I somehow doubt you'd been deliberately hiding any of the others.
[ after nick's reaction it is obvious that it has been going for a while. there's something very close to annoyance nagging at ragnor because he's been spending time with nick, he's doing his best to help him, and it is troublesome that he would keep this from him.
if he's been hiding something this big then surely he's hiding other, smaller things. ]
I don't tell you everyone I've ever fucked, you know.
( and that's not a lie. it's just that he very much has been deliberately keeping the whole logan situation under wraps from everyone, not least of all ragnor, who he'd probably otherwise tell.
just because ragnor's right doesn't make nick any less irritated about it though, and he raises his eyebrows in challenge as he finally drags his eyes away from the stretch of counter in front of him and up to ragnor, chewing at the inside of his cheek before he speaks. )

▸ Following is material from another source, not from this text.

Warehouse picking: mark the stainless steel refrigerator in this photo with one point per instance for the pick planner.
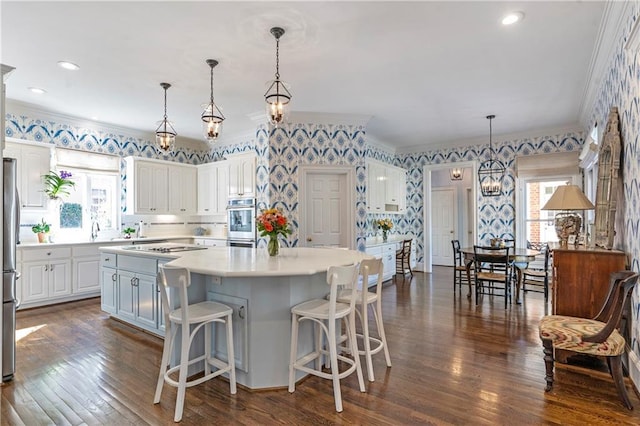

[ he is actually agitated, not angry, although he wants to be. but definitely more upset than nick's seen him before.
he meets nick's eyes, breathes in, rubs the bridge of his nose. tries again. ]
You could have told me.
[ there are many layered problems here. and one of many is ragnor now has to reassess where he stands with nick. he thought he knew, he'd trusted they were making progress, and this puts him on shaky ground. ]
( nick spends a lot of time worrying about what people think about him — and specifically a lot of time worrying about what the people he likes think about him, which is part of the reason he went to great lengths to keep it from people in the first place.
he has a brief moment of panic where he thinks this is the thing that finally pushes ragnor too far, but it's stamped out quickly in a wave of frustration that sees him gesturing dismissively and climbing down off of the counter top. )
Oh don't. It would have just been more "Nick you're making bad choices, Nick you're only doing this to get a reaction, Nick what are you doing with your life". Why would I talk about it?
[ he's never been dishonest with nick, and he's not about to start now. caring is a nightmare, self-awareness is also a nightmare. ]
A month ago or whenever this started, it would have been just that. Me telling you it was a monumentally bad idea, trying to discourage you from pursuing it. But now it is a series of bad ideas, plus knowing you hid it. And now I have to wonder what else you aren't telling me? How many more bad ideas are you keeping from me?
[ the anger is still there, under the very restrained, calm tone of voice. ]
If I have not earned your trust by now, will I ever? Because I don't think I can do better.
You think all my ideas are bad, how am I supposed to know which ones I'm supposed to tell you about?
( a number of them, he suspects, are exactly the sort of thing that ragnor would want him to talk about. that grates at him uncomfortably, because he feels like he's probably in the wrong and he doesn't like it. instead he just busies himself dumping the last of the sandwich in the trash, rinsing off the plate, all the while snapping in a sharp, frustrated tone. )
It's not about you, Jesus Christ. I already tell you, fucking— ninety per cent of shit, I don't tell anyone else. Sometimes I just want to do shit and not explain myself, it's not a big deal.
[ that's the tone he was expecting from nick from the start so at least that's not a surprise. ]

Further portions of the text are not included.